Herkunft/ Geschichte

Die Scottish Fold Longhair Katze wurde das erste mal im Jahr 1961 gezüchtet und stammt, wie man dem Namen entnehmen kann, aus Schottland. Diese Rasse wird heute überwiegend in Europa, Australien und Amerika gezüchtet.

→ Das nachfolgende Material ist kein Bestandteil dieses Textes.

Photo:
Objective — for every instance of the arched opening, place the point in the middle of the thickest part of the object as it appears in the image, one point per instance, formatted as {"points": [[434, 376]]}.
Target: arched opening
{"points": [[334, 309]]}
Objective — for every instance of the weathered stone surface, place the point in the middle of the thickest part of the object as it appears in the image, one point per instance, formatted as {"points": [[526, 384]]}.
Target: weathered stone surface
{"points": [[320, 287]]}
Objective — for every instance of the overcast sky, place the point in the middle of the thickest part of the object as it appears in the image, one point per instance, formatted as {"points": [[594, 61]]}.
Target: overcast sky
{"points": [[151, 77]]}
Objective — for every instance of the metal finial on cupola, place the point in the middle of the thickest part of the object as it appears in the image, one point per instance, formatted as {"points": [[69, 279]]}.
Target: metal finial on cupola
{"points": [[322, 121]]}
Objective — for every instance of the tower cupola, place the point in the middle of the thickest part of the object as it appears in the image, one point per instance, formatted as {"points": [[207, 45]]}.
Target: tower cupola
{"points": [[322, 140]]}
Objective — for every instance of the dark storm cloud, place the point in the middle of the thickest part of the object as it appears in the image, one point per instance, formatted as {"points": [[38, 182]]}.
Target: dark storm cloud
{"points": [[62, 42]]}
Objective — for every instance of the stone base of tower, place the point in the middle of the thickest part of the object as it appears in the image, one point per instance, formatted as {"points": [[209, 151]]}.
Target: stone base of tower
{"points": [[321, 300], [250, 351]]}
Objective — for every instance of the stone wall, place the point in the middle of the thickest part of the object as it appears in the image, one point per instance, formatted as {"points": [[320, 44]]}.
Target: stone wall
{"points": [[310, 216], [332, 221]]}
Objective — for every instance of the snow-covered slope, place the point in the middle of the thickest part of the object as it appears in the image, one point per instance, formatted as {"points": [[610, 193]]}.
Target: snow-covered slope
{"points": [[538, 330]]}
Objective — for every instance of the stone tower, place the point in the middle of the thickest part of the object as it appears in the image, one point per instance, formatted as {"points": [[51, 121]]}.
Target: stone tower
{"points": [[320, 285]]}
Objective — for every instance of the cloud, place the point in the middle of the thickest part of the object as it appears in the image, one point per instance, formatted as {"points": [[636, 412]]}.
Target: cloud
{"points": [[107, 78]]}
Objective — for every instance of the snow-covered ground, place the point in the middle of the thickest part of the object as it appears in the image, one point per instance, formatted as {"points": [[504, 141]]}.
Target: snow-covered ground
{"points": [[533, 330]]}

Aussehen/ Äußerliche Merkmale

Als auffälligstes Merkmal der Scottish Fold Longhair, sind die nach vorne geknickten Ohren. Deshalb ist sie auch unter dem Namen Faltohrkatze bekannt. Ihre geknickten Ohren beeinträchtigen das Tier überhaupt nicht. Ihr Gehör ist vollständig entwickelt und funktionsfähig. Diese Katzenrasse ist klein und kräftig gebaut. Sie hat einen breiten Brustkorb, kleine und kräftige Beine. Auch der Kopf ist im Verhältnis zu ihrem Körper Recht groß. Ihre geknickten Ohren Runden das Gesamtbild der Katze ab. Bei dieser Rasse gibt es farblich keinerlei Einschränkungen. Somit wird nahezu jede Fellfarbe anerkannt.

Charakter

Die Scottish Fold Longhair kann man als sehr zutrauliche und Menschenbezogene Katze beschreiben. Sie ist besonders auch für Familien mit Kindern geeignet, da sie sehr Stressresistent ist und ihr Trubel nicht so viel ausmacht. Auch ist sie eine sehr aufgeschlossene Katze gegenüber Artgenossen und Fremdtieren. Ein zusammenleben mit einem Hund wäre demnach denkbar. Besonders in den jungen Jahren ist die Scottish Fold Longhair sehr verspielt. Man sollte ihr genügend Spielmöglichkeiten anbieten, damit sie ihren Spieltrieb ausleben kann. Ein abgesicherter Balkon wäre ideal für sie. Da diese Rasse sehr gesellig ist sollte man sie nicht alleine halten, besonders dann nicht wenn man berufstätig oder viel unterwegs ist.

Pflege

Wie man dem Namen entnehmen kann, ist die Scottish Fold Longhair eine Langhaarkatze. Eine ausgiebige Fellpflege ist durch das lange Fell dieser Rasse unerlässlich. Das tägliche Kämmen mit einer Katzenbürste reicht völlig aus. Dadurch wird der Entstehung von Knoten im Fell sehr gut vorgebeugt.

Ernährung

Die Scottish Fold Longhair ist, wie jede andere Katzenrasse auch, ein Fleischfresser. Bei der Futterauswahl ist generell zu beachten das sich beispielsweise im Nassfutter, kein Getreide oder Zucker befindet! Konservierungsstoffe und Geschmacksverstärker haben ebenfalls nichts in Tiernahrung verloren. Achten Sie darauf, dass die Hauptmahlzeit nicht aus Trockenfutter besteht. Katzen nehmen ihre Hauptflüssigkeit durch die Nahrung auf. Füttert man zu viel Trockenfutter so kann die Katze eventuell die Flüssigkeitzufuhr nicht ausgleichen. Dies kann im schlimmsten Fall zum austrocknen führen und die Katze dehydriert. Im schlimmsten Fall kann dies unbehandelt zum Tod führen.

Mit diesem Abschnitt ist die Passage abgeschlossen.